Netizens – les origines
En Corée du Sud, Internet a une très forte influence sur la politique. Un pays où la technologie préfigure peut-être ce qui sera notre futur, grâce aux chaebol (재벌) et grandes entreprises qui font la fierté du pays. Dans ces halls la capitale, un monde nouveau prend forme façonnée par le réseau Internet le plus rapide de la planète. Son impact est sans équivalent par rapport à d’autres démocraties dans le monde. Ses capacités de diffusion de l’information et mobiliser l’opinion publique est sans équivalent dans le monde. Cela est d’autant plus vrai depuis l’apparition de la 5G dans le pays.
Le web est à l’origine d’une démocratie directe – un « cyber-populisme » pour ses détracteurs qui gênent le pouvoir et parfois lui viennent en aide. C’est sur cette constatation qui est fondé le mouvement netizens.
« – La justice ne fait rien ? »
« – Les institutions compétentes ne s’en sont pas occupées ou ne l’ont pas vu ? »
« – OK, pas de souci.
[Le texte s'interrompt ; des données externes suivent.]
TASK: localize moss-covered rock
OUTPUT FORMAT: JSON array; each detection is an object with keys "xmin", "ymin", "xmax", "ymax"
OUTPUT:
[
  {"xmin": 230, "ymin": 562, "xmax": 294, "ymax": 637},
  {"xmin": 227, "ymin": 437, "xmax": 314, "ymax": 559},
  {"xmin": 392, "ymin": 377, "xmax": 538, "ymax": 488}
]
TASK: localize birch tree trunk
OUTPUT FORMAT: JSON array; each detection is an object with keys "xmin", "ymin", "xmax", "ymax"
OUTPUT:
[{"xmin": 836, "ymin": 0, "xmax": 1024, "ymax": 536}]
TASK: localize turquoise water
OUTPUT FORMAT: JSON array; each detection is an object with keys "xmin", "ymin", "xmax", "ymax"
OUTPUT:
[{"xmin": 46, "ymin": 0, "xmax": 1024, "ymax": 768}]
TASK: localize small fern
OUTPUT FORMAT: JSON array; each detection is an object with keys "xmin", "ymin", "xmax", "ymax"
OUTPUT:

Je vais les aider. »
Pour faire très simple, voici la constatation et la pratique principale de ce mouvement qui est mondial.
Mais c’est aussi pour des raisons plus pratiques. Pour les autorités, il est devenu pratiquement impossible de tout contrôler alors les citoyens ont été contraints de s’organiser. Le pays a donné naissance (malgré lui) à une nouvelle classe d’internautes engagés. On les appelle les netizens : ces netizens, ce sont de simples citoyens, les nouveaux justiciers d’Internet. En quelques années, ils sont devenus de véritables enquêteurs : ils font le travail des journalistes, de la police, de la justice, et ils combattent les trafics, enquêtes sur des catastrophes ou des détournements de fonds publics. Mais attention, il ne rendent jamais justice eux-mêmes, ils constituent des dossiers, font des enquêtes très approfondies, et livrent leur travail aux autorités compétentes qui elles, s’occupent de rendre justice. Cependant, le fait que les dossiers soient faits par de simples citoyens, cela permet de mobiliser plus facilement l’opinion publique et maintenir la pression sur les autorités jusqu’à ce que justice soit faite.
Une première pour tout
L’un des premiers faits ayant créé un précédent en Corée du Sud a eu lieu sous la présidence de Lee Myung-bak (이명박) qui a voulu pour l’exemple : l’arrestation le 8 janvier de l’internaute anonyme, baptisé « Minerve », qui a fait au cours des derniers mois des commentaires économiques acérés et des prédictions dont certaines étaient fondées : faillite de Lehman Brothers et effondrement du won. Surnommé le « président internaute de l’économie », auteur d’une centaine d’articles critiques du gouvernement en place à l’époque, largement diffusés grâce aux portails d’information et capacités de diffusion, il a été accusé de « propager de fausses nouvelles ».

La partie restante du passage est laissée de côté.